Mercury Energy and two Australian companies have beaten off a last minute bid to upset their takeover of Tilt Renewables.
Canadian pension fund CDPQ made a last ditch offer to snap up Tilt on Friday for $8 per share, 20 cents above the offer put forward by the Australian dominated consortium in March.
That prompted Mercury and its Australian partners -- Queensland Investment Corp and AGL Energy -- to increase their offer to $8.10 a share, which was accepted by Tilt's board late on Friday evening.
CDPQ was one of several suitors which put in a non-binding bid to purchase the company back in February, with Australian Super, which made an unsuccessful $5.4bn offer last December for utilities investor Infratil, Tilt's majority owner, also reported to be on the sidelines.
The revised bid valued Tilt at close to $3.1 billion, and has also removed a previous provision which allowed Tilt to look at any competing proposal.
However, the key elements of the deal remain unchanged, which would see Mercury take the New Zealand operations of Tilt, for a slightly higher price of $797m from the previous $770m, and the Australian companies taking Tilt's Australian windfarms.

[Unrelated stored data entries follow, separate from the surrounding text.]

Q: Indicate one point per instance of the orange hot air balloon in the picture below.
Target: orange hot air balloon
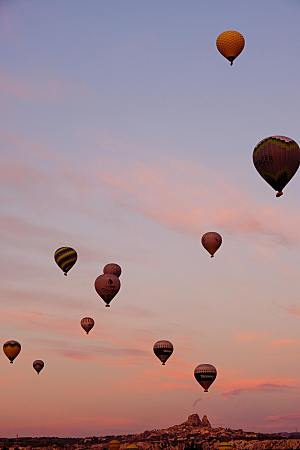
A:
(163, 350)
(211, 241)
(277, 159)
(205, 374)
(112, 268)
(87, 324)
(230, 44)
(11, 349)
(38, 365)
(107, 286)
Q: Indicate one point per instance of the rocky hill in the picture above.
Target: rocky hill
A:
(194, 433)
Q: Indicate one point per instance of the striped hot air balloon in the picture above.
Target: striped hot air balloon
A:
(65, 258)
(205, 374)
(163, 350)
(87, 324)
(11, 349)
(230, 44)
(38, 365)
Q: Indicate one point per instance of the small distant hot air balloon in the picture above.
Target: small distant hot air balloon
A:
(107, 286)
(205, 374)
(38, 365)
(114, 445)
(230, 44)
(11, 349)
(163, 350)
(277, 159)
(65, 258)
(211, 241)
(87, 324)
(113, 269)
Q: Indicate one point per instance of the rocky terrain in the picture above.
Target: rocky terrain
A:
(194, 433)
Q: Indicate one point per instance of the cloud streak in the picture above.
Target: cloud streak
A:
(261, 388)
(188, 200)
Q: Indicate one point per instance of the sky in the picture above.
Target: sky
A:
(126, 135)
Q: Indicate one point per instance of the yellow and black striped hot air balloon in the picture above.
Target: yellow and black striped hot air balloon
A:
(65, 258)
(230, 44)
(11, 349)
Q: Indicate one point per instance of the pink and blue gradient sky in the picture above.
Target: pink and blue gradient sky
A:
(126, 135)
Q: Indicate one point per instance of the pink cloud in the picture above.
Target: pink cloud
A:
(294, 310)
(294, 417)
(39, 89)
(252, 386)
(250, 336)
(285, 342)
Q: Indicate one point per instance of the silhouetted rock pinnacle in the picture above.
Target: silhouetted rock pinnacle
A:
(205, 422)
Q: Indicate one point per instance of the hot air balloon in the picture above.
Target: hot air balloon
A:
(107, 286)
(211, 241)
(277, 159)
(113, 269)
(38, 365)
(224, 446)
(230, 44)
(163, 350)
(114, 444)
(205, 374)
(11, 349)
(87, 324)
(65, 258)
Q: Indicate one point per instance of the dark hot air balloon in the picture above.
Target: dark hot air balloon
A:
(38, 365)
(107, 286)
(277, 159)
(113, 269)
(11, 349)
(211, 241)
(65, 258)
(163, 350)
(114, 445)
(87, 324)
(205, 374)
(230, 44)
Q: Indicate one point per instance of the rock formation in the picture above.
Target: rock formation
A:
(205, 422)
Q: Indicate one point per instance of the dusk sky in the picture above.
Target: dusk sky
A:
(126, 135)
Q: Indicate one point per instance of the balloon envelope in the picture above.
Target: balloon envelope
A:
(11, 349)
(113, 269)
(38, 365)
(205, 374)
(230, 44)
(65, 258)
(87, 324)
(107, 286)
(211, 241)
(277, 158)
(163, 350)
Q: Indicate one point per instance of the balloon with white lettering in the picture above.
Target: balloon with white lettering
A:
(277, 159)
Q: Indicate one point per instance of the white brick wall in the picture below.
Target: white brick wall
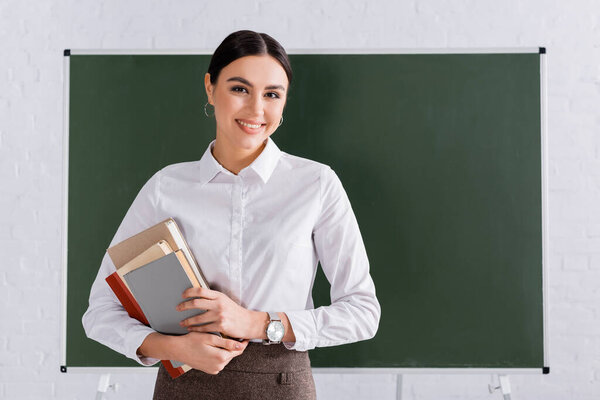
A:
(33, 35)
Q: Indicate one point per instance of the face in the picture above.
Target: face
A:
(248, 97)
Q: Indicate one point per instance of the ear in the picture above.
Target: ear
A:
(209, 88)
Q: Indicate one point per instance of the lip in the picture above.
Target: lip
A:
(251, 131)
(251, 122)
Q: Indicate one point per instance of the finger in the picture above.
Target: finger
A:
(208, 327)
(201, 319)
(200, 292)
(229, 344)
(201, 304)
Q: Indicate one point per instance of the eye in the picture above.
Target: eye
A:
(239, 89)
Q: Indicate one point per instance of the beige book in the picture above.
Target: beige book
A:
(166, 230)
(154, 252)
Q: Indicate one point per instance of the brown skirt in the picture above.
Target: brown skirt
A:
(260, 372)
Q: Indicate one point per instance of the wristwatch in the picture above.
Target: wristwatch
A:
(275, 329)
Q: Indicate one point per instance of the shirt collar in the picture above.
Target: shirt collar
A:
(263, 165)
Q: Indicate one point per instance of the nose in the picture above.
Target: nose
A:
(256, 105)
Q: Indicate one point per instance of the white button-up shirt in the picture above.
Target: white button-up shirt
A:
(258, 237)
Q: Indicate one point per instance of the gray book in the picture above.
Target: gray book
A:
(157, 287)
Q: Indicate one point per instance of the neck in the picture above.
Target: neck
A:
(235, 159)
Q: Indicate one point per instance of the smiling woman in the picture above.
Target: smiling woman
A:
(249, 96)
(259, 221)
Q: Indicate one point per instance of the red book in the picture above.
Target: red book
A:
(135, 311)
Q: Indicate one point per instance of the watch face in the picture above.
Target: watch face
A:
(275, 331)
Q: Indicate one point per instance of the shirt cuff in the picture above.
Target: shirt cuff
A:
(304, 327)
(133, 341)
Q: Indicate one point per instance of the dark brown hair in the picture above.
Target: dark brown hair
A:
(247, 43)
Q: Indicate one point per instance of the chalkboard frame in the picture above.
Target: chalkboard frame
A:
(544, 196)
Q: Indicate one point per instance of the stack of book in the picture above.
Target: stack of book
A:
(154, 267)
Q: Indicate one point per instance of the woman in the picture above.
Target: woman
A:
(258, 221)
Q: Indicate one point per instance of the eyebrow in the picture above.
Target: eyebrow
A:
(244, 81)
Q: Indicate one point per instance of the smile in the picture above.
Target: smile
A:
(253, 126)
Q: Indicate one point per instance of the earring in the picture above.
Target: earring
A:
(205, 113)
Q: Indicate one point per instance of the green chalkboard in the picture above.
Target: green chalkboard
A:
(440, 154)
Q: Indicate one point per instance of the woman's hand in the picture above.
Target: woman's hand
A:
(222, 315)
(206, 351)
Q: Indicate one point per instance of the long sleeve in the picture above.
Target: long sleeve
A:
(105, 320)
(354, 312)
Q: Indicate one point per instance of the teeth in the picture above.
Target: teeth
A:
(248, 125)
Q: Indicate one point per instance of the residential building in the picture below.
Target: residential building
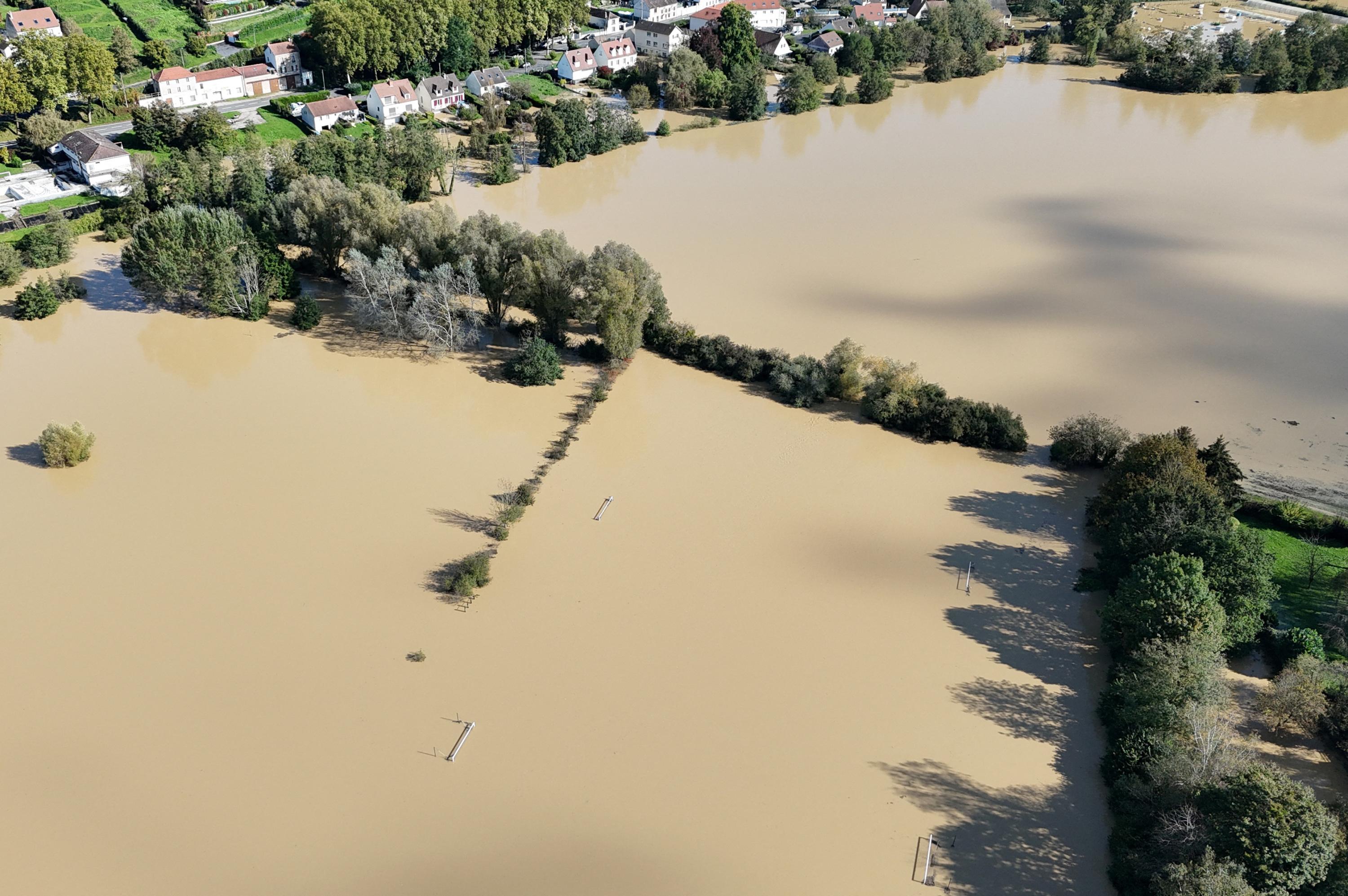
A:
(576, 65)
(182, 89)
(440, 93)
(773, 44)
(920, 9)
(615, 53)
(763, 14)
(325, 114)
(658, 38)
(825, 42)
(290, 72)
(259, 80)
(21, 23)
(92, 158)
(391, 100)
(608, 21)
(484, 81)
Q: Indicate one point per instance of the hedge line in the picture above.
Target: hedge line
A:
(887, 393)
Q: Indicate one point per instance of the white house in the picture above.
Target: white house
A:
(440, 93)
(391, 100)
(825, 42)
(576, 65)
(21, 23)
(615, 53)
(96, 161)
(763, 14)
(484, 81)
(181, 89)
(658, 38)
(773, 44)
(325, 114)
(920, 9)
(285, 61)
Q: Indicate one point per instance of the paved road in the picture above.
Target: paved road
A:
(114, 129)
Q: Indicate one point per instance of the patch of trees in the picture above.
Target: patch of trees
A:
(1193, 812)
(42, 298)
(382, 37)
(573, 130)
(1312, 54)
(889, 393)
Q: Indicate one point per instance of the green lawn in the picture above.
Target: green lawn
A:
(64, 203)
(534, 87)
(274, 129)
(1300, 603)
(273, 26)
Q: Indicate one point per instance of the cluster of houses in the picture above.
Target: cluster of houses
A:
(660, 27)
(182, 89)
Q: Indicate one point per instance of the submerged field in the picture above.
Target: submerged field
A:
(755, 674)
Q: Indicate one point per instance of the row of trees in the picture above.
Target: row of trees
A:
(889, 393)
(1193, 812)
(572, 130)
(46, 71)
(381, 37)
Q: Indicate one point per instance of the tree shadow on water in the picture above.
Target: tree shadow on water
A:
(1042, 838)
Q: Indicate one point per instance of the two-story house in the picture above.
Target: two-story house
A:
(391, 100)
(577, 65)
(483, 81)
(658, 38)
(92, 158)
(615, 53)
(285, 61)
(325, 114)
(440, 93)
(21, 23)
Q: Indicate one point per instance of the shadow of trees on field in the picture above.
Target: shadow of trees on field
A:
(1024, 838)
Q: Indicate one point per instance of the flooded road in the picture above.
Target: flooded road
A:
(1028, 238)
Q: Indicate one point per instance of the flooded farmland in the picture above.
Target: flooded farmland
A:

Mercury chief executive Vince Hawksworth said the important thing was that Tilt's New Zealand operations would remain in local ownership.
"As New Zealand addresses the continuing need for decarbonisation and recognising the vital role that electrification plays, we believe ownership of these strategic assets by Mercury, a New Zealand owned generator with an outstanding track record of generation development, is in New Zealand's best interest."
Infratil, which owned nearly 66 percent of Tilt has said it will back the revised offer.
The deal needs approval by independent shareholders, the High Court and other regulatory approvals, and was expected to be finalised in August.